So this is how it all went down: I was at the grocery store with all three girls. It was nearing 7 o'clock. You know what 7 o'clock is, right? Bedtime for Evie. When she's not sleeping by then, she crashes, and she crashes hard.
By just after 7 p.m., Evie was refusing to sit in the cart, so I was holding her in one arm and pushing the cart with the other. We were in the check-out line, we were all holding it together, we were just about to pay and get the heck out of there.

Then the conveyor belt holding the next shopper's groceries began moving forward. And Evie noticed what he was buying: a giant stack of king-size candy bars. That's right--a monster pile of Kit-Kats, Twix, Reese's and more, right there on the counter next to us.

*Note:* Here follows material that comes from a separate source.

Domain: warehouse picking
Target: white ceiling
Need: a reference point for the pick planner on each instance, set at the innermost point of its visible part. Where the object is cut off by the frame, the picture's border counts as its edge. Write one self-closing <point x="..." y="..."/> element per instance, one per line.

I don't really know how she knew that it was candy. I don't feed my baby candy bars every day, I promise. I'm not sure I've ever given her a candy bar, actually. But somehow, the sensor inside her brain that tracks the location of all junk food within reaching distance went off, and she began pointing at the candy bars.
I swiped my credit card hurriedly.
"Eeeh! Eeeh! Eeeh!" Now the urgent I-want-it-now noises began to accompany the pointing.
I shifted her onto my other hip so I could sign the receipt.
She pointed and grunted again, and still, incredibly, I did not pick up the stack of candy bars and give them to her.
She pointed yet again and made one more urgent "I want candy bars in my mouth now and they are not in my mouth now" squeal.
I still failed to comply.
And that's when she lost it. She lunged for the candy bars, trying to throw herself off my hip and onto the counter. When I restrained her, she screamed at the top of her lungs. And kept screaming.
The checker and the candy-bar-purchaser both looked at us as though I'd brought a venomous snake into the store. The formerly cute baby in my arms had suddenly morphed into a red-faced, furious monster. Kind of like
Jack-Jack at the end of "
The Incredibles.""Umm...I think she sees those candy bars that you're getting there. Kids like candy, ha-ha-ha," I said, trying to play it off all cool.
The clerk handed me my receipt. "Have a good night," he said.
"Yep, I sure will," I said.
And then I took my screaming monster and my two mercifully well-behaved older girls and got out of that store as quickly as a mom pushing a cart one-handed can go.